Previewing the Template
Procedure
Step 1 Click Preview. A Command Preview window displays the configuration choices you have made to the template.
(See In What Order are the Template Configurations Applied to the Devices? for information about the order in which the template choices are applied.)
Step 2 Click Save. See Saving the Template.
Saving the Template
When you save a template, the WLSE first validates the template and displays the valid Device Type, Interface, and the corresponding Device Version(s) for that template.
An access point with an 802.11g radio, supports different commands from a similar access point with an 802.11b radio.
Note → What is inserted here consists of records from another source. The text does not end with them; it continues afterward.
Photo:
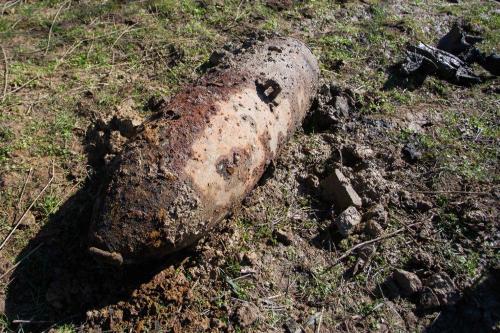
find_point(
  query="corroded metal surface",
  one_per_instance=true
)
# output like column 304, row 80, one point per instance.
column 203, row 152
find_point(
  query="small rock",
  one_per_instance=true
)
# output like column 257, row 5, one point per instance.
column 291, row 326
column 422, row 260
column 408, row 282
column 250, row 258
column 476, row 216
column 411, row 153
column 247, row 314
column 279, row 4
column 428, row 300
column 342, row 105
column 376, row 213
column 284, row 237
column 373, row 229
column 337, row 188
column 246, row 270
column 347, row 221
column 217, row 323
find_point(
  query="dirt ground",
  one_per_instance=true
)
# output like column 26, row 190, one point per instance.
column 79, row 76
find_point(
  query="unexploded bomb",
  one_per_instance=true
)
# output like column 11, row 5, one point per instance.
column 203, row 152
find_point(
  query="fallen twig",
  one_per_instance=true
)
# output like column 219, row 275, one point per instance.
column 20, row 261
column 6, row 73
column 52, row 26
column 451, row 192
column 318, row 329
column 24, row 188
column 371, row 241
column 28, row 209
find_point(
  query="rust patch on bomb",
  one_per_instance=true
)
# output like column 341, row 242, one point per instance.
column 202, row 153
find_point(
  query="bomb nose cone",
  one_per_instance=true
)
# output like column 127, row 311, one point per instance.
column 106, row 257
column 202, row 153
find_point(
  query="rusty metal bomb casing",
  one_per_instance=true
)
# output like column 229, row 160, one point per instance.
column 203, row 152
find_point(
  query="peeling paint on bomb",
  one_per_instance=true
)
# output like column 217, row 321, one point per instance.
column 203, row 153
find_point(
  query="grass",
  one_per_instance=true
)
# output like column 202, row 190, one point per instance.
column 113, row 51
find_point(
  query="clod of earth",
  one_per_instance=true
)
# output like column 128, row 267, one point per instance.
column 203, row 152
column 337, row 189
column 451, row 59
column 347, row 221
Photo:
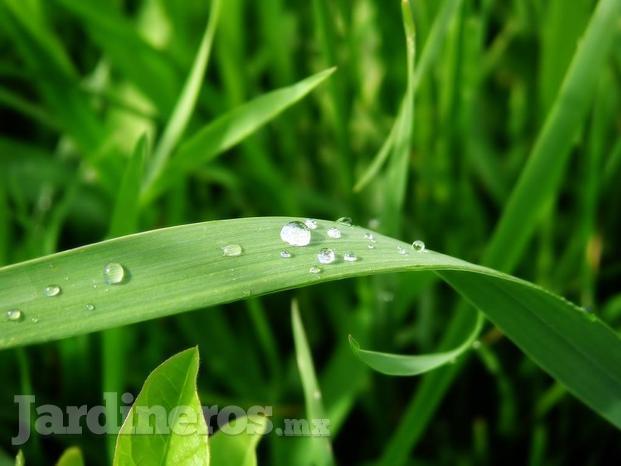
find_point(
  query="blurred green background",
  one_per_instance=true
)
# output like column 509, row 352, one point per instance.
column 81, row 81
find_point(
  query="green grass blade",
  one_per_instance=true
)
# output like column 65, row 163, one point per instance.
column 321, row 452
column 403, row 365
column 71, row 457
column 183, row 268
column 187, row 100
column 231, row 128
column 234, row 446
column 173, row 439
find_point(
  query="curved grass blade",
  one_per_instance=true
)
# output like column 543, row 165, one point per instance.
column 231, row 128
column 232, row 446
column 404, row 365
column 183, row 268
column 166, row 425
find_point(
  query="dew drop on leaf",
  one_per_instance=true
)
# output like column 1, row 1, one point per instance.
column 114, row 273
column 295, row 233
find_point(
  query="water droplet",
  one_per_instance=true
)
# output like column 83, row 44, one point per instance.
column 114, row 273
column 418, row 246
column 350, row 256
column 232, row 250
column 334, row 233
column 51, row 290
column 374, row 223
column 311, row 223
column 326, row 256
column 14, row 315
column 295, row 233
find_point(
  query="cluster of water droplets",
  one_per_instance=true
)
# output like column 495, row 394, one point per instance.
column 113, row 274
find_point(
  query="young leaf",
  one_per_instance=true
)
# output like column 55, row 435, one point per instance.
column 166, row 425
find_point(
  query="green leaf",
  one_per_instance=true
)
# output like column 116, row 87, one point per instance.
column 397, row 364
column 166, row 425
column 183, row 268
column 231, row 128
column 71, row 457
column 322, row 450
column 230, row 448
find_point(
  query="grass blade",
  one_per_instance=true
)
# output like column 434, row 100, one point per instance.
column 231, row 128
column 182, row 268
column 187, row 100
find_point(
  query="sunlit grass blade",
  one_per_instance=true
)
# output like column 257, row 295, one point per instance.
column 183, row 268
column 187, row 100
column 321, row 452
column 231, row 128
column 404, row 365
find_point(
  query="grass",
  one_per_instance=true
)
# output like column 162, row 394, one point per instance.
column 497, row 143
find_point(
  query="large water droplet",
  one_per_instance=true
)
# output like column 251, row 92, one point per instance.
column 232, row 250
column 350, row 256
column 14, row 315
column 311, row 223
column 295, row 233
column 418, row 246
column 326, row 256
column 334, row 233
column 114, row 273
column 51, row 290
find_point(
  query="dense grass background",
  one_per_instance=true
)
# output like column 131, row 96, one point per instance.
column 81, row 82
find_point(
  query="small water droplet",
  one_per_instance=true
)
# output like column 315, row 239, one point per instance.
column 311, row 223
column 295, row 233
column 51, row 290
column 14, row 315
column 334, row 233
column 114, row 273
column 326, row 256
column 418, row 246
column 232, row 250
column 350, row 256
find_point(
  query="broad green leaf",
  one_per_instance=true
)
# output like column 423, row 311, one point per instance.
column 234, row 446
column 321, row 450
column 166, row 425
column 187, row 100
column 183, row 268
column 398, row 364
column 71, row 457
column 229, row 129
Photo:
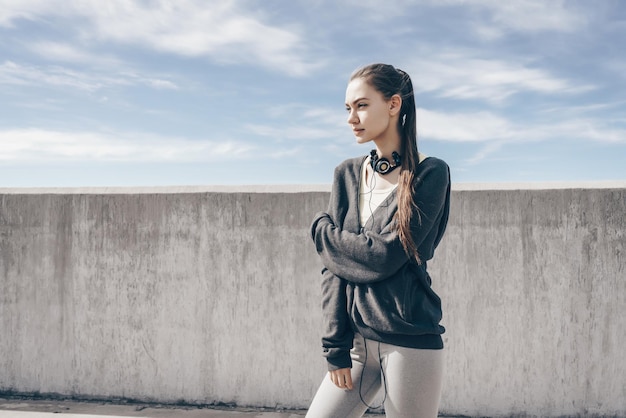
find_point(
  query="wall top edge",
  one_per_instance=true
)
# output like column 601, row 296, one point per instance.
column 300, row 188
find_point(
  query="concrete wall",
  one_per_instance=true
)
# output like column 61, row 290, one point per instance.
column 206, row 296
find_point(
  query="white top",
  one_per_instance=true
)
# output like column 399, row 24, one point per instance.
column 370, row 197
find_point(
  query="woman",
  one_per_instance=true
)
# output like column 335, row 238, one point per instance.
column 387, row 213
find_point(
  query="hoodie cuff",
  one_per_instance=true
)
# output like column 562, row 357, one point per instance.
column 340, row 361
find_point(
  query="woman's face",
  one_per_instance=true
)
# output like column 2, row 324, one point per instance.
column 369, row 114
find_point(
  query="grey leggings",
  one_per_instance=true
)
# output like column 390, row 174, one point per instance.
column 408, row 379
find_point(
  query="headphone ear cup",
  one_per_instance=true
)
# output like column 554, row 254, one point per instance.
column 396, row 158
column 382, row 166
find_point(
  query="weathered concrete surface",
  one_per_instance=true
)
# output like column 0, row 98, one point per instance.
column 208, row 296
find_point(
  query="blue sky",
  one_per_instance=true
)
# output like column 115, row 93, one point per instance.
column 191, row 92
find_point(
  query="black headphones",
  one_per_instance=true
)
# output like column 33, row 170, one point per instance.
column 382, row 165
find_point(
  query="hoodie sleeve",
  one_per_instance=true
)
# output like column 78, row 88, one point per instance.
column 368, row 256
column 337, row 336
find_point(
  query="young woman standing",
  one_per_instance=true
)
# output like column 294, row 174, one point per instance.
column 387, row 214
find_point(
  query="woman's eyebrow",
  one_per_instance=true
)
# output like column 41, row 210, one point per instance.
column 358, row 100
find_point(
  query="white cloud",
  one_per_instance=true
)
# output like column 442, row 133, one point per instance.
column 486, row 127
column 461, row 75
column 529, row 16
column 64, row 52
column 33, row 145
column 219, row 30
column 57, row 76
column 463, row 127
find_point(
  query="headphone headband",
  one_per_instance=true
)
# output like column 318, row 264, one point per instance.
column 382, row 165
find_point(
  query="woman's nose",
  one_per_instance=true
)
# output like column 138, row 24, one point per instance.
column 352, row 119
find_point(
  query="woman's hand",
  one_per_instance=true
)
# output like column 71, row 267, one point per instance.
column 342, row 378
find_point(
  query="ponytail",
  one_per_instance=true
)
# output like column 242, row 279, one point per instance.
column 389, row 81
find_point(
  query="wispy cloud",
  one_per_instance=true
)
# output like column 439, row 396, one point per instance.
column 70, row 53
column 58, row 76
column 487, row 127
column 33, row 145
column 463, row 127
column 221, row 31
column 301, row 123
column 463, row 75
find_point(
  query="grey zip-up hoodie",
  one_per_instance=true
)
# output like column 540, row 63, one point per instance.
column 369, row 283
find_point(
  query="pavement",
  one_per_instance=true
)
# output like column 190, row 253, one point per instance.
column 16, row 407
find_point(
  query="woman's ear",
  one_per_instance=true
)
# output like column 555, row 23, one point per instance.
column 395, row 103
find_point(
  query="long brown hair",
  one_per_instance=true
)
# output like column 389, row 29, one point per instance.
column 388, row 80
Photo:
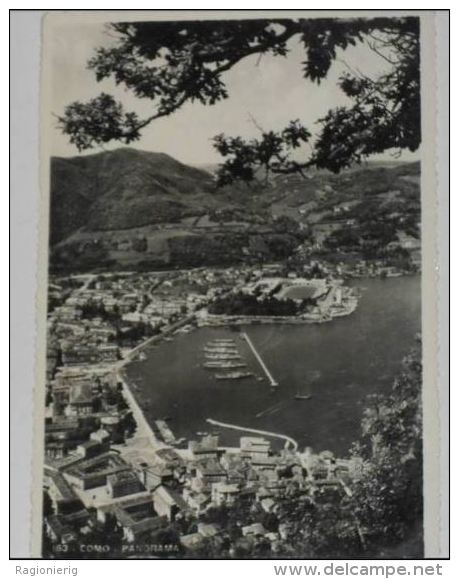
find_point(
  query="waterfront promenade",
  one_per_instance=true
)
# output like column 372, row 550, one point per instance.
column 289, row 442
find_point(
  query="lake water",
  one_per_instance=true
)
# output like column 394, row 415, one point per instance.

The same is true for a 1310 wireless bridge in bridge mode versus a 1310 wireless bridge in access point mode or in a workgroup bridge mode.
If the Interface column displays 802.11g/a, it means that the template is applicable to an access point with a and g radio. If the Interface column displays 802.11b/a, it means that the template is applicable to an access point with a and b radio.
Similarly. if the Device Type column displays BR1310, it means that the configuration template is applicable to a 1310 wireless bridge which is in bridge mode. If the Device Type column displays an AP1310, it means the template is applicable to a 1310 wireless bridge in access point mode.
Procedure
Step 1 Click Save in the left pane to complete creating a template. The Save dialog box appears in the right pane.
Step 2 Click Save to create the template.
Step 3 Do one of the following:
•Click Yes if you want to save the template then schedule a configuration job.
The window refreshes to the Job Creation window and a job is automatically created for you using the template name and a random number. See Selecting Devices.
•Click No if you want to save the template only.
•Click Cancel to cancel the operation and then display the previous screen.